Oni Oni Latimojong mengandung makna bebunyian atau suara – suara yang ada di sekitaran Gunung Latimojong. Bunyian atau suara tersebut dapat berupa frekuensi yang terdengar maupun yang tidak terdengar.

“Nah…, yang paling penting dari festival ini adalah kembali mendengarkan, menyerap bunyi yang sering luput dari amatan kita, yaitu: nirswara berupa ruang interaksi manusia dan alam. Kami meyakini, relasi kami dan Gunung Latimojong selalu menjadi hulu pandangan hidup, produksi pengetahuan, serta produksi kesenian kami. Pada tahun-tahun belakangan, kami sempat alpa memerhatikan. Festival Oni Oni Latimojong diniatkan untuk mengingatkan kembali , terutama bagi kami, akan pentingnya Gunung Latimojong dan kebudayaan di sekitarnya”, kata Tamar Jaya, salah seorang penggagas acara tersebut.

Kaki Gunung Latimojong

Kelurahan Baraka, berjarak 223 KM dari kota Makassar. Jika melewati jalur ini, untuk mencapainya, kita harus menghabiskan waktu 8-9 jam melalui jalan darat. Kadang bisa lebih lama sebab kendaraan harus berhenti, bergantian dengan kendaraan lain karena sering terjadi longsor sehingga membuat jalan menjadi sempit. Sebelum pintu gerbang menuju Kabupaten Toraja, di sekitaran sanalah Kecamatan Baraka berada.

“Pasar Baraka dan Sudu merupakan pasar kopi terbesar di kaki Gunung Latimojong, menggantikan Pasar Kalosi. Para petani kopi mengenal Pasar Kalosi sebagai pasar kopi pada zaman belanda. Pasar ini tinggal nama, bahkan bentuk pasarnya pun sudah tidak terlihat,” begitu kata salah seorang warga menggambarkan bagaimana penting daerahnya.

Festival Oni Oni Latimojong tidak hanya didukung oleh Kelurahan Baraka, namun juga dari desa-desa lain di sekitaran Gunung Latimojong. Sebagai misal, Dusun Kalaciri, Desa Pottokkulin, Kecamatan Buntu Batu, sekitar 25 KM dari Kelurahan Baraka.

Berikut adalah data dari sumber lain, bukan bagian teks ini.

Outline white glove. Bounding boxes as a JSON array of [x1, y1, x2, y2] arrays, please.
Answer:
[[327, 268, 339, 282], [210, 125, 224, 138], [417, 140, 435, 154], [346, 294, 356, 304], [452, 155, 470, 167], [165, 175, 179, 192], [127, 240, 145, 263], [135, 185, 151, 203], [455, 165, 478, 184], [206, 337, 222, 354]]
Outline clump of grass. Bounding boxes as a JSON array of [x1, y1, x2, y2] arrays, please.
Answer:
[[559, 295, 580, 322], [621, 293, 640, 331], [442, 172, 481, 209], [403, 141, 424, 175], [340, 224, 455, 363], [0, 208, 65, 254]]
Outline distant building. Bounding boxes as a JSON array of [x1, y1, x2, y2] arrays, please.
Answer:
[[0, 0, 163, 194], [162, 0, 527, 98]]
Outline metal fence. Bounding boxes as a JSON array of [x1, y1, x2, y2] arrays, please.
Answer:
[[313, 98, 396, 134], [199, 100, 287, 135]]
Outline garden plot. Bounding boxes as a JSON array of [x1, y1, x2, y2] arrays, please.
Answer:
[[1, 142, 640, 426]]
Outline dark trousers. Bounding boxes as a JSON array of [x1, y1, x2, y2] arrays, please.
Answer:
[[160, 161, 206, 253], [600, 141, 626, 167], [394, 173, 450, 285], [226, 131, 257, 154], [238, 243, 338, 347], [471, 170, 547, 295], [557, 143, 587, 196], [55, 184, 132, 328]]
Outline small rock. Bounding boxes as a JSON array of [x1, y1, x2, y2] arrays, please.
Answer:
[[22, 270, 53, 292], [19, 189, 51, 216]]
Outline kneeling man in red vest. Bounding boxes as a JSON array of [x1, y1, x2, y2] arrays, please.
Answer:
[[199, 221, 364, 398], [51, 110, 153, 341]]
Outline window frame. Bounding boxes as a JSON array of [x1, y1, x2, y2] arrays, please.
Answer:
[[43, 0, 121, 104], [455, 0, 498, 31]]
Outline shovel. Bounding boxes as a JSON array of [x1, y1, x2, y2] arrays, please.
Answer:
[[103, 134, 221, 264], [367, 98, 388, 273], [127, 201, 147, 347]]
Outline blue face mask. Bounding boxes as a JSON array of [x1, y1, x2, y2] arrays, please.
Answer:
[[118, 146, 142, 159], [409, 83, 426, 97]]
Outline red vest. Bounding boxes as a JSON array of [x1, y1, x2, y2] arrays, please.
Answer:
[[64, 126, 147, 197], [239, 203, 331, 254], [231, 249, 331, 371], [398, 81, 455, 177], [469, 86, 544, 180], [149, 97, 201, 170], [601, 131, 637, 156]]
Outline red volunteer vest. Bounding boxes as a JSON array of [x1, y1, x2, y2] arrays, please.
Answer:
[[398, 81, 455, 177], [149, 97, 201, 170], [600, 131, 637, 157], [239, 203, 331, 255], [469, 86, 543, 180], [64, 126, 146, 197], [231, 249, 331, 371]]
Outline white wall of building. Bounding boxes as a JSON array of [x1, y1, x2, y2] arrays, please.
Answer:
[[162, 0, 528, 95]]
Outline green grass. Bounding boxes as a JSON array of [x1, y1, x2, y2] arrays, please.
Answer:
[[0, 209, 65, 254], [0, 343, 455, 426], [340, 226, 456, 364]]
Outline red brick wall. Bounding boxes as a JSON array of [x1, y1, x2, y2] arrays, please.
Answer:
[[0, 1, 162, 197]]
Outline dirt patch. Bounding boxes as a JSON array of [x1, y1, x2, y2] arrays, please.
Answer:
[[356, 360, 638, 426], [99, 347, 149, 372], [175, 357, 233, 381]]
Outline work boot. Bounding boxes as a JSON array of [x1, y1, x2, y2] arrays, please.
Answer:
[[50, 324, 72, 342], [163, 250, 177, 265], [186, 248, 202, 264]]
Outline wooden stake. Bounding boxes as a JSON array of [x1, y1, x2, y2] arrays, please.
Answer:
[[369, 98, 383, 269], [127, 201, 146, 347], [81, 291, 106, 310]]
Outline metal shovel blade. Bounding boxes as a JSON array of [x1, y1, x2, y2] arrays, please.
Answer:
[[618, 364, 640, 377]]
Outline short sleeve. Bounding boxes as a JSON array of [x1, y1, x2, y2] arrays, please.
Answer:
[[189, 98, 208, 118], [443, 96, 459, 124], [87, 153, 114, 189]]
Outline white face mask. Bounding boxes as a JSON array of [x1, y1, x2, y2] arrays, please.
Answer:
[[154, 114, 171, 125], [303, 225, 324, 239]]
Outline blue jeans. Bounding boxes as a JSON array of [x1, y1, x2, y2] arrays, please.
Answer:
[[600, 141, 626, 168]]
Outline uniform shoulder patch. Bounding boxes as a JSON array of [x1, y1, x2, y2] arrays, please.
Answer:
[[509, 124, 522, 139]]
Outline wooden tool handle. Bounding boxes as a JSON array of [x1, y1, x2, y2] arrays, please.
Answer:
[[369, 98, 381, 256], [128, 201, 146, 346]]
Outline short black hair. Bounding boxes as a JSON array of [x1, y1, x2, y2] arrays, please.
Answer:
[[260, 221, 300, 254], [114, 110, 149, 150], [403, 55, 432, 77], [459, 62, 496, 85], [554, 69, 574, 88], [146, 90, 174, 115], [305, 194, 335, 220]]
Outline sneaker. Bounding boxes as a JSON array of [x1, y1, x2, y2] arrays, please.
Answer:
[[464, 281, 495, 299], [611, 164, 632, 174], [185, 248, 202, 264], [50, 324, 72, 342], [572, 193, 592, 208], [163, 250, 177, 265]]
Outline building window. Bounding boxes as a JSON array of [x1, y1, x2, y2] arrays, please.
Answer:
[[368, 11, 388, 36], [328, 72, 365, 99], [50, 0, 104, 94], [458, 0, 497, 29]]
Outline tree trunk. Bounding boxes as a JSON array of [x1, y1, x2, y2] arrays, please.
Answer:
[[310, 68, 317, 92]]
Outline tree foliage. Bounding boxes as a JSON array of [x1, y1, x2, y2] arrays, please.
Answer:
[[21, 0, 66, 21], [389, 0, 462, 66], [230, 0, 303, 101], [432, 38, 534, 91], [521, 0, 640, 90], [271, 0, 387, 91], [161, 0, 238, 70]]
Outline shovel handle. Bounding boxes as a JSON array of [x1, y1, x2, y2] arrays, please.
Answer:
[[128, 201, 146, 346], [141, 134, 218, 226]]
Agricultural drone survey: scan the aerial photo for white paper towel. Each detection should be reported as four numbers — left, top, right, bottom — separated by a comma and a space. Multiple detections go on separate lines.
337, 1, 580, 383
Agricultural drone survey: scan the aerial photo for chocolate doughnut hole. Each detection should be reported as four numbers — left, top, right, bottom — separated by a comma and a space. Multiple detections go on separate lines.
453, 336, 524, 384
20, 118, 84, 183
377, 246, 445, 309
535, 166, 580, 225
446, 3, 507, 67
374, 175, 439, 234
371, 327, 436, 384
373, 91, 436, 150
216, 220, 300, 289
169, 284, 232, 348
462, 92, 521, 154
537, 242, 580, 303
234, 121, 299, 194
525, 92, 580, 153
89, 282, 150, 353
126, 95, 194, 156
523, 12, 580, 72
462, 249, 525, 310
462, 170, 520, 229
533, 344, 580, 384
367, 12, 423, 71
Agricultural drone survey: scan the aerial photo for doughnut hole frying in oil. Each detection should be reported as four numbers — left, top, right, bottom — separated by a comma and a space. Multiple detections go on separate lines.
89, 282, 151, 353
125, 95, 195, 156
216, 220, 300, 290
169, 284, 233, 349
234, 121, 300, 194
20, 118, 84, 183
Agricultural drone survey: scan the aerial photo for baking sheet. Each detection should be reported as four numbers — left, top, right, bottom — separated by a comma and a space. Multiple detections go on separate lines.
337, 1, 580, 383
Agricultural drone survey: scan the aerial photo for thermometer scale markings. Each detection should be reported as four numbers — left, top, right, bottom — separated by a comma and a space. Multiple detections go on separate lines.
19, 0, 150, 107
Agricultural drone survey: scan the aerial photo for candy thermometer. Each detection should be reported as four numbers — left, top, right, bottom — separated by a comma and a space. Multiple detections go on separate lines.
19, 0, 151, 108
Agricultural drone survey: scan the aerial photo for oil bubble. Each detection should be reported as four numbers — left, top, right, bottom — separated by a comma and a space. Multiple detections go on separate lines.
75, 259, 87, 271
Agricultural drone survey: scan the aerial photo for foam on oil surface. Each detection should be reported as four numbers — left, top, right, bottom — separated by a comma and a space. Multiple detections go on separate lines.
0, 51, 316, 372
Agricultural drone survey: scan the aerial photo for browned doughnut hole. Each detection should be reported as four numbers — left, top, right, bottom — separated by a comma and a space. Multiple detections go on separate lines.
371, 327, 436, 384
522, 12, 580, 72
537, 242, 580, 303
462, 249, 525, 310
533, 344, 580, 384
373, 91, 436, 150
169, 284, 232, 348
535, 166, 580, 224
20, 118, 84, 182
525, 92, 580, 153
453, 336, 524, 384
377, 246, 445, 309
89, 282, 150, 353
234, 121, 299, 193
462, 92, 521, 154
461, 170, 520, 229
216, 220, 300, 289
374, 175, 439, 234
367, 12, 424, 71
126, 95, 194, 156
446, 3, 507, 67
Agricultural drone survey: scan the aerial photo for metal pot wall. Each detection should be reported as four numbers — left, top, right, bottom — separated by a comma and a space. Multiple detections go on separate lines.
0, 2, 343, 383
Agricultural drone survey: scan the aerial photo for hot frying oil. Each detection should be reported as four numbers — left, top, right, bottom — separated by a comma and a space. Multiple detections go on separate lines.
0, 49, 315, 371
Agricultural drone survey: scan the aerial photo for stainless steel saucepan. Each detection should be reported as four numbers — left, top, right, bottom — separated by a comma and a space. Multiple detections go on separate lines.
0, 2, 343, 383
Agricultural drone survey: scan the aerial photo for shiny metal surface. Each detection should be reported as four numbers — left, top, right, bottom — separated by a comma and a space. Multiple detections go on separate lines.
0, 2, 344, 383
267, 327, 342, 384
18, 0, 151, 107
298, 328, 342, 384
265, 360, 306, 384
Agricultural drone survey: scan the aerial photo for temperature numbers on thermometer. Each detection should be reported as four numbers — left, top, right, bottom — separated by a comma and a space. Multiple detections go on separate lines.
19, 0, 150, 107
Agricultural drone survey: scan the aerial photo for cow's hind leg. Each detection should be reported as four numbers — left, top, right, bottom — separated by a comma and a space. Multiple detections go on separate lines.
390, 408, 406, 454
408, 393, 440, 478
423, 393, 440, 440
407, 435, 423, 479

Di sanalah tinggal seorang pemetik gitar Kemayoan dan Lossqueen, satu-satunya, yang tersisa. Untuk mencapainya, kita haus menelusuri tebing-tebing yang dipangkas sedemikian rupa sehingga menjadi jalan dan rumah panggung di kiri-kanannya.

Atau Dusun Kalimbua, Desa Bontongan, sekitar 5 KM dari Kelurahan Baraka tempat dimana Pohon Pustaka berada. Komunitas ini adalah situs penting gerakan literasi dan pemberhentian awal para pendaki Gunung Latimojong. Dari sana juga, berpuluh bambu diangkut untuk kepentnan artistik festival. Bambu memang tumbuhan endemik dan bagian tak terpisahkan dalam berbagai upacara, kesenian, dan tradisi warga.

Helza Amelia dari Konstelasi Artistik Indonesia mengatakan bahwa penting untuk melihat lebih jauh potensi yang ada di Kaki Gunung Latimojong. Apalagi Gunung Latimojong menjadi salah satu pusat kosmos yang menyatukan Kabupaten Enrekang, Luwu, dan Toraja.

“Kita perlu beralih pandang kepada gunung, hutan, dan sungai. Pengetahuan yang ada di dalamnya sangat penting untuk menjadi tuntunan dalam berkehidupan, terutama di era dimana sangat sulit memilih informasi yang baik untuk diri sendiri”, terusnya.

“Jika mencermati landscape kaki Gunung Latimojong yang ekstrim, tebing-tebing curam yang masih terus ditanami, menunjukan gambaran gamblang manusia-manusia macam apa yang dibutuhkan, yaitu manusia tangguh dan cermat. Saya melihat korelasi dalam produksi seni bunyi. Di sni, saya merasakan bahwa manusia tidak selamanya sebagai subjek. Ia kadang menjadi objek, dibentuk oleh alam yang adalah juga subjek,” tambah Misbahuddin, seorang seniman dan salah satu fasilitator dalam perhelatan ini..

Jejaring Bergetar

Modus operandi Festival Oni Oni Latimojong adalah gotong royong. Ia dirancang dan dikerjakan bersama antara warga, Baraka Mangmesa, Pemerintah Kecamatan Baraka, Yayasan Umar Kayam, dan Konstelasi Artistik Indonesia. Cara kerja demikian memang tidak bisa dihindari jika menginginkan peristiwa-peristiwa kebudayaan lestari. Sudah banyak contoh membuktikan bahwa kerja kebudayaan yang hanya diampu oleh satu atau dua pihak akan kedodoran, dan akhirnya, mati sebelum memberi dampak berarti. Lebih celaka lagi, jika kerja-kerja kebudayan anya dibebankan pada pemerintah yang, semakin hari, semakin berat menanggung hidupnya sendiri.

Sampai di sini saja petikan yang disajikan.